2. ALGORITHM DESCRIPTION The proposed algorithm is depicted in Fig. 1. We first process an noisy input sequence with fuzzy logic motion detection using a current and previously processed temporal frame in order to determine the degree of the motion

confidence. The degree of the motion confidence is expressed as a real number between the two extremes: zero (no motion for sure) and one (motion for sure), in a fuzzy logic manner. The determined motion confidence is further used for motion tracking and for video denoising. For tracking we perform motion confidence thresholding where the threshold used is application dependent. By thresholding we determine two states of the motion tracker: motion - no motion, and subsequently use the estimated information for motion tracking of movements and certain objects (in that case motion information is combined with image segmentation) of the noisy video sequence. The assumed noise in corrupted input video is the white Gaussian noise. On the other hand, motion confidence is used to update the parameters (α, β and σ) for temporal recursive filtering and spatio-temporal adaptation of the algorithm to the change of noise levels and illumination changes, in the input corrupted sequence. Specifically, the parameter α is a weighting factor of the recursive temporal filter, which controls the amount of filtering based on the amount of noise present (input noise variance) and based on the motion confidence determined by the fuzzy motion detector. We estimate the standard deviation of the Gaussian noise σ(x, y, t) from the input video sequence [5] only for the first frame (t = 0) and subsequently try to adapt the variance of noise to the input video illumination and noise changes by spatio-temporal adaptation of the standard noise deviation (σ), where parameter β is used to control the amount of updating noise and illumination changes. Next, we perform temporal recursive filtering using the current input noisy frame and the previously temporally filtered frame. Subsequently, the proposed spatial filter is applied to the temporally filtered frame. Since the temporally filtered frames will have non-stationary noise introduced, the proposed spatial filter aims at locally (in space) adapting to the estimated signal variance. As can be seen in Fig.1 the temporal filter and the fuzzy logic motion detector work in a closed loop, that is in a recursive manner where at each step the performance of each module is improved by the one. This is achieved through adaptation to a local spatio-temporal noise variance and illumination changes and motion present in the input noisy video, recursively.
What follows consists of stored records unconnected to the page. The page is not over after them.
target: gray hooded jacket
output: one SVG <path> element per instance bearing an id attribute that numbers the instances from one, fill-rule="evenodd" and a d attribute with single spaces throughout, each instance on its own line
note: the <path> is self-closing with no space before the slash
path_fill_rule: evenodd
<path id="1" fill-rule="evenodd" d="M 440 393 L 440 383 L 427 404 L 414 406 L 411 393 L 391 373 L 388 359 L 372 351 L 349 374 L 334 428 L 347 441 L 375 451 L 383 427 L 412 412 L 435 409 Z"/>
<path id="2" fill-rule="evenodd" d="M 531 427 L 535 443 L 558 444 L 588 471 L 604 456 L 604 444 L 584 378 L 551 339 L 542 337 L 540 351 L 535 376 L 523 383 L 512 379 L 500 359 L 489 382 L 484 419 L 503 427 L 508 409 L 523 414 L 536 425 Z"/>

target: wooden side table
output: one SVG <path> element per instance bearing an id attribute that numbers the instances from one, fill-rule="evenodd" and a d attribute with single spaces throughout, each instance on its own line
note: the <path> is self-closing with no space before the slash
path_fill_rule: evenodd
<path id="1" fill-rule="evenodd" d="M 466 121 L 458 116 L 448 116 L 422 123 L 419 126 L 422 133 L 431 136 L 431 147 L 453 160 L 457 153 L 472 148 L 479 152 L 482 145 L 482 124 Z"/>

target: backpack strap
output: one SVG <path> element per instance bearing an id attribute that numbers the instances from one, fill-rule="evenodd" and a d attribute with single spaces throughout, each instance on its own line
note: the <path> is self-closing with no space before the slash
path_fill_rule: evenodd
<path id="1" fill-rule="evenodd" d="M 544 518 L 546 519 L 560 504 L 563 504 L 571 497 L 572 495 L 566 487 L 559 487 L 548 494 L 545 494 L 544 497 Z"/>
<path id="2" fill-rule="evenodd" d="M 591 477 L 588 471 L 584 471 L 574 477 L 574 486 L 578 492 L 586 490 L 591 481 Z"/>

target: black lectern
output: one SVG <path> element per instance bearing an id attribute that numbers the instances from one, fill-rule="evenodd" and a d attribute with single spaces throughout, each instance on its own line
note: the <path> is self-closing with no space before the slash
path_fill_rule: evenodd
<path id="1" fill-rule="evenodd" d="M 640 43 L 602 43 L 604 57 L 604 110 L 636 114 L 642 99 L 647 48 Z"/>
3. FUZZY LOGIC RECURSIVE MOTION DETECTOR In a previous work [5] we have introduced a binary motion detector, which can only distinguish between motion and no motion. This motion detector was used to control the performance of the spatio-temporal filter, according to two states only: temporal information included or not. A disadvantage was that in case of higher noise levels, due to motion ambiguities, the filter was introducing motion blurring and artifacts resulting in a reduced denoising performance. Recently, in [6] a recursive scheme for motion detection was proposed for motion tracking in the presence of low-noise levels, where only information from the current and from the previously processed (temporally accumulated) frame was used to detect motion aiming at reducing memory requirements. However, still in the same approach the proposed motion detector was binary, and consequently was not well suited for motion detection in presence of higher noise levels and usage for video denoising. In this paper we propose a fuzzy logic recursive motion detector for both video denoising and tracking. Instead of determining motion by binary logic, that is motion - no motion, we determine the degree of motion confidence which is expressed as a real number between zero (no motion for sure) and one (motion for sure). We use a membership function to determine the membership degree for the absolute difference between the pixel value at the same spatial positions in two consecutive frames. Additionally, we do not only consider the current pixel position but spatial neighbors in a 2D-window (3 × 3) as well. Finally we combine the membership degree appropriately using the proposed fuzzy rules in order to get the resulting fuzzy logic motion detection output. In order to get a binary output for tracking, we impose simple thresholding on the fuzzy logic motion detection output.

3.1. Fuzzy logic based information processing Fuzzy logic based information processing helps to model imperfect knowledge and uncertainty about threshold values [7]. Extension of the classical set theory to fuzzy sets presents the essential part of fuzzy logic [8]. A fuzzy set F in an universe U characterized by a membership function η F which takes a value of the interval [0, 1]: F : U → [0, 1], u 7−→ ηF (u)

(1)

The classical intersection and union of sets do also have their fuzzy counterparts. A fuzzy intersection of two fuzzy sets A and B in U is given by: A ∩ B : U → [0, 1], u 7−→ ηA (u) ∧ ηB (u)

(2)

where the ∧-operator represents a triangular norm [9, 10]. Additionally, a fuzzy union of A and B is given by: A ∪ B : U → [0, 1], u 7−→ ηA (u) ∨ ηB (u)

(3)

where the ∨-operator represents a triangular co-norm [9, 10].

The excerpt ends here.